André Deschans Buch ist deshalb lesenswert, weil es anhand einer historischen Figur versucht, den Zusammenhang und die Wechselbeziehungen zwischen den Akteuren sowie die politischen Hintergründe der Architekten, die unter Hitler erfolgreich waren, zu analysieren. Der Autor möchte dazu beitragen, "einer zunehmenden Verherrlichung der aus dem Zusammenhang gelösten Architektur entgegenzuwirken und die langsam verblassende Kraft der Fakten wiederzubeleben und fortzuschreiben". Als zentrale Quelle diente ihm Wolters' Nachlass, der sich seit 2011 im Landesarchiv Berlin befindet. Dessen Auswertung zeigt, dass Wolters nicht nur eine Schlüsselrolle in der Baupolitik des Nationalsozialismus einnahm, sondern später auch ein Netzwerk von Architekten zum Aufbau der Bundesrepublik spannte. Zugleich korrigiert Deschan die historische Sicht auf Albert Speer.

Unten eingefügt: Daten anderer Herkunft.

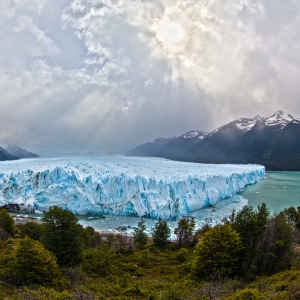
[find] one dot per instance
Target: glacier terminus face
(138, 186)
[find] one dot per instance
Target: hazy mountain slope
(19, 152)
(5, 155)
(273, 142)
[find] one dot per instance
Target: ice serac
(121, 185)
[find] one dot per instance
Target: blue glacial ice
(135, 186)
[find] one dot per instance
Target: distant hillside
(172, 147)
(13, 152)
(273, 142)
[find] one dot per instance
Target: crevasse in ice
(121, 185)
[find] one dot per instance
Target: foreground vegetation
(252, 255)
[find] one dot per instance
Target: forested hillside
(251, 255)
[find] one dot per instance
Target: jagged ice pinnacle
(121, 185)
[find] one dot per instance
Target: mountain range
(273, 142)
(13, 152)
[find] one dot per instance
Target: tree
(184, 231)
(63, 236)
(36, 265)
(250, 224)
(218, 250)
(140, 238)
(7, 223)
(32, 230)
(161, 233)
(274, 250)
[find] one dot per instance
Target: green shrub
(35, 265)
(98, 261)
(182, 255)
(248, 294)
(218, 250)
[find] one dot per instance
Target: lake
(279, 190)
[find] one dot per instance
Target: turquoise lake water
(279, 190)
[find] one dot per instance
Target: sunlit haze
(91, 75)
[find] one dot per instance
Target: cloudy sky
(88, 75)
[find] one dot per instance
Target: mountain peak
(194, 134)
(279, 118)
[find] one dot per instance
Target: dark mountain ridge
(273, 142)
(14, 152)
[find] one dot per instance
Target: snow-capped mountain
(272, 141)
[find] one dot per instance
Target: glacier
(137, 186)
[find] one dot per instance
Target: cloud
(91, 74)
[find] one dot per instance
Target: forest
(251, 255)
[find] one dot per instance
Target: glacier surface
(137, 186)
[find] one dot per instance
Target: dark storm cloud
(90, 74)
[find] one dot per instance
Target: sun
(173, 30)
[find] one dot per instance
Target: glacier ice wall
(121, 185)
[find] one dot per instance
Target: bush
(248, 294)
(161, 233)
(140, 238)
(7, 225)
(184, 232)
(98, 261)
(218, 250)
(32, 230)
(63, 236)
(182, 255)
(36, 265)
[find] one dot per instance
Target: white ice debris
(121, 185)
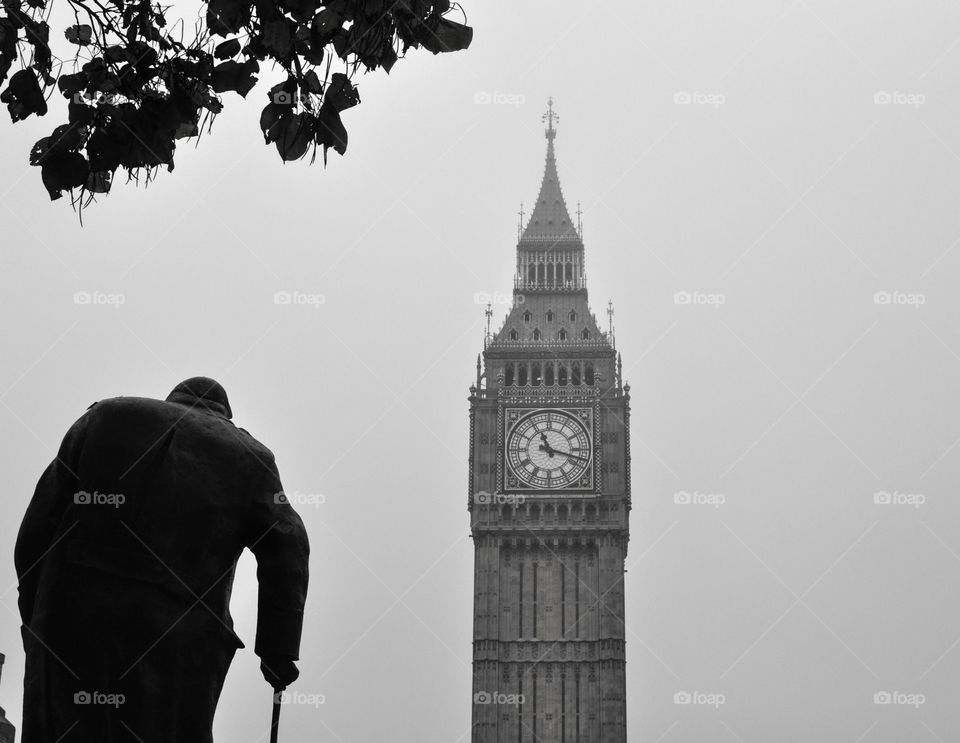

Manche Aussage wünschte man sich zugespitzter, die ein oder andere Entwicklungslinie deutlicher herauspräpariert. Aber diese Art der biographischen Erkundung hat doch einen grundsätzlichen Wert: Wie jede Erfahrung verlangt auch die des Extrems nach Sinngebung, und Sinn entsteht immer erst aus Erzählungen - auch das Beispiel Wolters' zeigt, dass es die Wahrheit nicht nackt gibt, nur erzählt, verformt, überschrieben.

ROBERT KALTENBRUNNER.

André Deschan: "Im Schatten von Albert Speer". Der Architekt Rudolf Wolters.

Gebr. Mann Verlag, Berlin 2016. 290 S., zahlr. Abb., geb., 79,- [Euro].